Severity info (auto)
Autofix -
Since v0.7.0
Category Content Intelligence

Why

Long, unbroken sections exceed the model's working-memory span for a single topic. When a section runs past ~500 tokens, instructions near its end compete with instructions near its start for the model's attention — and the ones in the middle lose.

Examples

Bad:

A single ## Setup section spanning 200 lines covering environment, dependencies, database, Docker, and CI configuration.

Good:

## Environment setup
...

## Database setup
...

## Docker
...

How to fix

Split long sections into focused subsections, each under its own heading one level deeper than the parent. Aim for roughly 10–30 lines per subsection. A coding agent can add headings automatically.

Tuning

Adjust the token threshold per section:

rules:
  content-section-length:
    max-tokens: 800

Configuration

rules:
  content-section-length:
    enabled: auto  # true | false | auto
    severity: info
Parameter Description Default
max-tokens Maximum estimated tokens per section before triggering a warning 500

Research Basis

Warns about markdown sections exceeding ~500 estimated tokens.

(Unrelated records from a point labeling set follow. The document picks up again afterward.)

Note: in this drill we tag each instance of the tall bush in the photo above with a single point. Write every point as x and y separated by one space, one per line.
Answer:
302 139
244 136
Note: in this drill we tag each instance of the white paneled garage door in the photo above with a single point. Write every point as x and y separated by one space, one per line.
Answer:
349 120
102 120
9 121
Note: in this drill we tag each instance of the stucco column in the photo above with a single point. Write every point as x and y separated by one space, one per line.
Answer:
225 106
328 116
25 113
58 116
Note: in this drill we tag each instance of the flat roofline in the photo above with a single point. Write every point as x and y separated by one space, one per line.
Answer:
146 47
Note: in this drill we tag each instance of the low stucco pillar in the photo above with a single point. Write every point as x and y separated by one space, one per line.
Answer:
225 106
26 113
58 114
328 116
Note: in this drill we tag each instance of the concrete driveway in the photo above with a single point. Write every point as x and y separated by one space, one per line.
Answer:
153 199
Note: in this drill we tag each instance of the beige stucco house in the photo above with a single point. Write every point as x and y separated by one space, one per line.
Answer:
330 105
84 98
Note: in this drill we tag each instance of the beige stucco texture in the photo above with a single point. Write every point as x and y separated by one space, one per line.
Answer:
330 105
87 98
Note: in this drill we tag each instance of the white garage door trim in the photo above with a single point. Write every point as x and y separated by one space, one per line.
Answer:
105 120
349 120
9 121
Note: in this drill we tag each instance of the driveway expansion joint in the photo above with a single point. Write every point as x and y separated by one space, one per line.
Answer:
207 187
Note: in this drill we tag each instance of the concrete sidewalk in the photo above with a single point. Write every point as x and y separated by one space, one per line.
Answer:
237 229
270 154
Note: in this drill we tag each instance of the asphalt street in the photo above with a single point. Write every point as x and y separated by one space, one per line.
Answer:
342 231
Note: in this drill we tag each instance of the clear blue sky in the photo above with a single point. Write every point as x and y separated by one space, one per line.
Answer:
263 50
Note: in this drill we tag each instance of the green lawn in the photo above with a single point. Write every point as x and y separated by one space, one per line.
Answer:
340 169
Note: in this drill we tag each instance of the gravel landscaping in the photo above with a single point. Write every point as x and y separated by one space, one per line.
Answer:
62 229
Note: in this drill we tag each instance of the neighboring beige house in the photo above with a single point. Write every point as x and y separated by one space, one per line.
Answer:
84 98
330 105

Long monolithic text blocks degrade both human readability and LLM attention. The lost-in-the-middle effect operates within sections: the longer a contiguous block of text, the worse recall becomes for information in its interior. Breaking content into smaller sections with headings creates natural retrieval anchors.

The ~500 token threshold aligns with RAG chunking research. Pinecone's chunking guide recommends ~512 tokens as the standard baseline for optimal retrieval and comprehension. The threshold is configurable via the max-tokens parameter.

References:

Run skillsaw explain content-section-length to see this documentation and the rule's effective configuration in your terminal.